In 2006, just over 400 AOB lawsuits were filed in Florida. By 2016, that number had ballooned to more than 28,000 — a 7,000 percent increase. Insurers are in the business of working with their customers when they have a problem. Florida is a highly competitive marketplace, and if an insurer hopes to stay in business and grow, it needs to provide good customer service, especially when a claim is made. When that customer relationship is bypassed and assumed by a third party “advocate,” incentives shift away from the insurer-customer relationship and toward maximizing third-party payment and profit. If the insurer resists the third party’s new demand, a lawsuit is often the first instinct, not the last.
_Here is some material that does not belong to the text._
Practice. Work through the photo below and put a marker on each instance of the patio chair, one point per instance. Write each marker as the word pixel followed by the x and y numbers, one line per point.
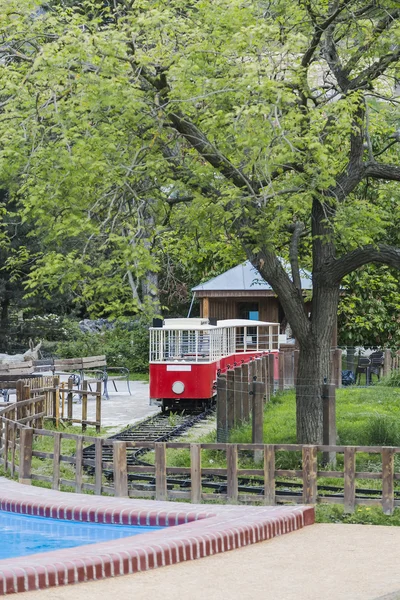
pixel 376 359
pixel 363 366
Even the state-backed property insurer Citizens Property Insurance is experiencing this problem. Today, more than half of all water-damage claims in South Florida end in litigation, according to Citizens’ president. As a result, Citizens raised rates by more than 10 percent in 2017, for the second year in a row. If the status quo persists, the OIR predictsthat premiums from all insurers could increase across every county, every year, until 2022. In some counties, like Miami-Dade, that will mean policyholders could be paying almost $1,800 more per year.

Plaintiff’s attorneys and contractors will argue that AOB brings peace of mind to those whose homes have been damaged or destroyed. And, that was the original intent of AOB, until peace of mind was replaced by abusive sleight of hand.

Under current law, unscrupulous attorneys and contractors have every incentive to engage in frivolous litigation over their inflated fees. Florida lawmakers should resolve in 2018 to put Florida insurance consumers ahead of litigation abusers and restore AOB to its legitimate intent. To that end, lawmakers should act to discourage and prevent needless and abusive assignment of benefits litigation. In doing so, Florida can begin to shed its mantle as the worst state for litigation abuse.

Ron Jackson is the American Insurance Association’s vice president of state affairs for the southeast region.